Background: Abnormal General Movements (GMs) early in life are predictive of later neuromotor deficits and are related to white matter abnormalities on magnetic resonance imaging (MRI). However, other structural correlates of abnormal GMs have not been defined.

Aims: The objective of this study was to explore brain-metrics (linear brain measurements on MRI representative of 3-D brain volumes) at term as a predictor of abnormal GMs at 1 and 3months' corrected age in preterm infants. It was hypothesized that abnormal GMs would be related to reduced brain-metrics in primary motor areas, namely the cerebellum and parietal lobes.

Study Design: Eighty three preterm infants (<30weeks' gestational age) were scanned at term-equivalent age.

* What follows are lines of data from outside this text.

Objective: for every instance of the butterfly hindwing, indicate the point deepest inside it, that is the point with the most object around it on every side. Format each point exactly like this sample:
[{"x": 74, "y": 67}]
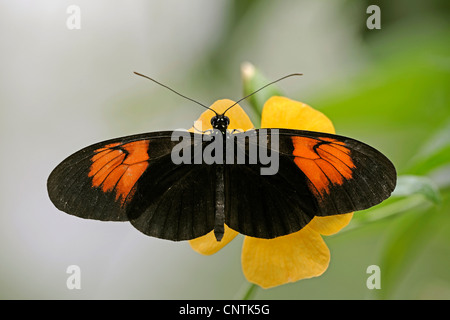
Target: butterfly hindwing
[{"x": 134, "y": 179}]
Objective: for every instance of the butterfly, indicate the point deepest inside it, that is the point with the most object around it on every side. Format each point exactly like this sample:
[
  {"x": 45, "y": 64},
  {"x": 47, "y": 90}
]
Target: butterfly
[{"x": 180, "y": 185}]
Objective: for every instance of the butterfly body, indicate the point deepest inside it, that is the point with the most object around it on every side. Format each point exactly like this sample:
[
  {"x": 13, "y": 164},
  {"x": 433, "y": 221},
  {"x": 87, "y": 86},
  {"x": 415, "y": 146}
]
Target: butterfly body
[{"x": 136, "y": 179}]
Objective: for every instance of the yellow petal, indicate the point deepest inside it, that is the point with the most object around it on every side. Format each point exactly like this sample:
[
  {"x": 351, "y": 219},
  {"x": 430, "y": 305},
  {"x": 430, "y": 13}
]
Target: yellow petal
[
  {"x": 281, "y": 112},
  {"x": 238, "y": 118},
  {"x": 208, "y": 244},
  {"x": 273, "y": 262},
  {"x": 331, "y": 224}
]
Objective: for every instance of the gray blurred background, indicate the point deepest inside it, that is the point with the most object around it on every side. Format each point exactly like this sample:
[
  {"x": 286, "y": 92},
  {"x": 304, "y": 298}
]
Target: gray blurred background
[{"x": 65, "y": 89}]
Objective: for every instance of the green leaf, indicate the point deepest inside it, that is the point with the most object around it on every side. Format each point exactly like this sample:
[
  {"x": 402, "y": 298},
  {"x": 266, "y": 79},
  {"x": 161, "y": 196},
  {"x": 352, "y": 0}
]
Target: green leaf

MRI was assessed for white matter abnormality and brain-metrics in six predefined brain regions (i.e. bifrontal, biparietal, lateral ventricles and transverse cerebellar diameters, and inter-hemispheric distance).

Outcome Measures: At 1 and 3months' corrected age infants' GMs were assessed from video-taped footage and rated as normal or abnormal using standardized methodology.

Results: At 1month, 63% (n=52) of infants had abnormal GMs with no association between any of the brain-metrics and abnormal GMs. At 3months, 23% (n=18) of infants had abnormal GMs (absent fidgety movements n=18; abnormal fidgety movements n=0). Reduced bifrontal, biparietal, and cerebellar transverse diameters, along with an increase in lateral ventricle sizes were associated with an increased risk of abnormal GMs at 3months' corrected age. After controlling for white matter abnormality and grade III/IV intraventricular haemorrhage, only the cerebellar transverse diameter was predictive of abnormal GMs at 3months.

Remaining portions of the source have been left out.